The estimator of this true proportion ends up being the proportion of Bayes factors less than 1, an anti-climactic proposal as it means accepting the null each time the Bayes factor is less than 1. (I did not check the proof that it overestimates the true proportion. ) Or the one of Storey (2003). However, the above quote shows it is validated only when the (true) alternative connects with the Bayes factor. So I do not see how this agrees with the robustness property of behaving well “under misspecifications of parametric alternative models”. Furthermore, in the specific framework adopted by the paper, the “misspecifications” are difficult to fathom, as they would mean that the parameter-free distributions of the observations under the alternatives are wrong and thus may render the Bayes factors to be arbitrary.

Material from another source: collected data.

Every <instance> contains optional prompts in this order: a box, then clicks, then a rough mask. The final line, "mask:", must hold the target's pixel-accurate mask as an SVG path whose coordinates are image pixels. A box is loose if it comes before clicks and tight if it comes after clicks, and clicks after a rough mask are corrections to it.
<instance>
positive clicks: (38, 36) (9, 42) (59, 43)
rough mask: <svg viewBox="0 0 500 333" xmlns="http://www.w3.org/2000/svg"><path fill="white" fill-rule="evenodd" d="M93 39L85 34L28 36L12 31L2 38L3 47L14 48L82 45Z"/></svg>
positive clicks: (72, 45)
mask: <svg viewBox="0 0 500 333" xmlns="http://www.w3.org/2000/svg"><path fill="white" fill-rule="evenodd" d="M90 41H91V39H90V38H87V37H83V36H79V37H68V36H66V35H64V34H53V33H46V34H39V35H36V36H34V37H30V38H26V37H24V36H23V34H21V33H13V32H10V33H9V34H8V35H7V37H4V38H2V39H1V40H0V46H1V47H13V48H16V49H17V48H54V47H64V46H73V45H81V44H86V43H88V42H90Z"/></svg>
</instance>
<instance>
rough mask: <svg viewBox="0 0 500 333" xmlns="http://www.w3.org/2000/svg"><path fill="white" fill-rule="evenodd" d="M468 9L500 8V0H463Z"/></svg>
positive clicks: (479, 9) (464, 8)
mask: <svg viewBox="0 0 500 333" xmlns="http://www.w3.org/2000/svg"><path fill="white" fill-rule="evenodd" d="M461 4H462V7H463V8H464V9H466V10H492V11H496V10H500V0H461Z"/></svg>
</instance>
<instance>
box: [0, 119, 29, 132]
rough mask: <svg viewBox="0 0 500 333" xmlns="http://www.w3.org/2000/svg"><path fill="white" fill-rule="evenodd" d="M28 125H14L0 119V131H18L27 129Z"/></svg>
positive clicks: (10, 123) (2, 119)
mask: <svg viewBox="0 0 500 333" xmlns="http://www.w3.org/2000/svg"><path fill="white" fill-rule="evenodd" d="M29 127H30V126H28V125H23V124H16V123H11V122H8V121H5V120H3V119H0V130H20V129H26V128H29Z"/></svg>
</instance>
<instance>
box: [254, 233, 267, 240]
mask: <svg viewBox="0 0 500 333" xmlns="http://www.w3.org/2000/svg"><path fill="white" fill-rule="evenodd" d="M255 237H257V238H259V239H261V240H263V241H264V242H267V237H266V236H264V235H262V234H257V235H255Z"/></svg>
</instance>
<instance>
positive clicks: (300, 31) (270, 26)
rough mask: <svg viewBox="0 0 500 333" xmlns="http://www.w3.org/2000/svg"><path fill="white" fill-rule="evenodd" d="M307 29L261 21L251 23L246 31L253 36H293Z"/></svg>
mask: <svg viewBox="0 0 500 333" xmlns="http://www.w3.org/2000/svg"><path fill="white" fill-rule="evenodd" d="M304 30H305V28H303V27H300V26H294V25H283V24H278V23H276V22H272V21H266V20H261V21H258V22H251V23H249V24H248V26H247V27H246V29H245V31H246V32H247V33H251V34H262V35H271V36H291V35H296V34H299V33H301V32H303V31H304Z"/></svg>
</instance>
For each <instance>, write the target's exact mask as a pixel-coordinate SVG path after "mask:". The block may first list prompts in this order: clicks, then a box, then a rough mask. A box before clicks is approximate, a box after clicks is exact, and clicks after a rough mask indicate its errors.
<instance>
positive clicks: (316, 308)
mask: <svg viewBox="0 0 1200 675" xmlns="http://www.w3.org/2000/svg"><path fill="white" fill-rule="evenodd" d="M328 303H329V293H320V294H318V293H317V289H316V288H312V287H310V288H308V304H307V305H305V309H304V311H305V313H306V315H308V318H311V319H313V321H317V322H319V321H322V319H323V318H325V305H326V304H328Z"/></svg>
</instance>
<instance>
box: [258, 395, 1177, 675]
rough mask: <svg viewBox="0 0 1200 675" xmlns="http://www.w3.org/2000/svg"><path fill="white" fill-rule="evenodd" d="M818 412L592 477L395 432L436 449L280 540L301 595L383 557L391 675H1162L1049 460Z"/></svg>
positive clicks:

Hence jeopardising the validity of the selection process. So there is something missing in the picture, I fear.
Thus, while the second half of the paper is dedicated to an extensive simulation study, what I found the most interesting direction in the paper is the question of the distribution of the Bayes factors (under the null or not), albeit not a Bayesian question, as it relates to the use and the calibration of ABC model choice (and the proposal by Fearnhead and Prangle of using the Bayes factor as the summary statistics). The fact that the (marginal) expectation of the Bayes factor under the null (marginal) is noteworthy but not as compelling as the author argues, because (a) it is only an expectation and (b) it tells nothing about the alternative. The distribution of the Bayes factor does depend upon the alternative through the Bayes factor, so mileage [of the quantile Bayes factor] may vary (as shown by the assumption “for Bayes factors with reasonable power”, p.14). Drawing Bayesian inference based on Bayes factors only is nonetheless an area worth investigating!
“The difficulty in constructing a Bayesian hypothesis test arises from the requirement to specify an alternative hypothesis.”
Vale Johnson published (and arXived) a paper in the Annals of Statistics on uniformly most powerful Bayesian tests. This is in line with earlier writings of Vale on the topic and good quality mathematical statistics, but I cannot really buy the arguments contained in the paper as being compatible with (my view of) Bayesian tests. A “uniformly most powerful Bayesian test” (acronymed as UMBT) is defined as
“UMPBTs provide a new form of default, nonsubjective Bayesian tests in which the alternative hypothesis is determined so as to maximize the probability that a Bayes factor exceeds a specified threshold”
which means selecting the prior under the alternative so that the frequentist probability of the Bayes factor exceeding the threshold is maximal for all values of the parameter. This does not sound very Bayesian to me indeed, due to this averaging over all possible values of the observations x and comparing the probabilities for all values of the parameter θ rather than integrating against a prior or posterior and selecting the prior under the alternative with the sole purpose of favouring the alternative, meaning its further use when the null is rejected is not considered at all and catering to non-Bayesian theories, i.e. trying to sell Bayesian tools as supplementing p-values and arguing the method is objective because the solution satisfies a frequentist coverage (at best, this maximisation of the rejection probability reminds me of minimaxity, except there is no clear and generic notion of minimaxity in hypothesis testing).